French Exorcist Priest Raped and Tortured Teachers at Excommunicated Catholic Order
French police have arrested a fundamentalist priest who allegedly raped and tortured three women during exorcism rituals.
The 40-year-old allegedly abused the women in 2010, when he was head of the private religious school Notre-Dame-de-la Sablonniere in Goussonville, a village of 600 people 50km west of Paris.
His victims were teachers at the institute run by the Society of St.
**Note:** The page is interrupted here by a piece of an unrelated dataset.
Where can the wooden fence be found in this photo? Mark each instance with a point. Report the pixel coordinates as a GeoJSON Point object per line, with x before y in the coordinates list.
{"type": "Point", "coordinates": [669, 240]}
Pius X, a Catholic order blackballed by the Vatican.
The priest, who has not been named, used the spiritual influence he had on the women to abuse them, Le Parisien newspaper reported.
One of the victims, a mother, had reportedly came to him for advice on a previous sexual abuse she had suffered.
The priest performed a so-called exorcism on her repeating the abuse to "purge evil with evil", the newspaper said.
The woman was said to have been so traumatised that she could not describe the events to police.
The priest used the same perverse technique to manipulate two other women into believing they had been the victims of sexual abuses and thus needed to be exorcised.
Questioned by police, the man downplayed the accusations claiming that the women agreed to the exorcism and that sexual acts were only simulated.
The alleged crimes came to light as two of the victims found the strength to lodge a complaint with police in 2013.
Prosecutors in Versailles charged the clergyman with acts of cruelty, torture and rape.
Le Parisien reported that the man had already been tried by his religious order in a canon trial and sentenced to two years in a monastery.
Founded by French archbishop Marcel Lefebvre in 1970, the Society of St. Pius X has no canonical status, meaning ministries exorcised by its ministers are not considered legitimate by the Vatican.
The order, which opposes reforms of the church made at the Second Vatican Council, fell out with the Holy See when it ordained four bishops without the Pope's consent in 1988.
The four were excommunicated immediately but eventually pardoned in 2009. Among them was Richard Williamson, who denies the Holocaust and the existence of Nazi death camps and gas chambers.
The Society sparked controversy last 2013 when it agreed to celebrate funerals for Nazi war criminal Erich Priebke who died unrepentant aged 100 in Rome.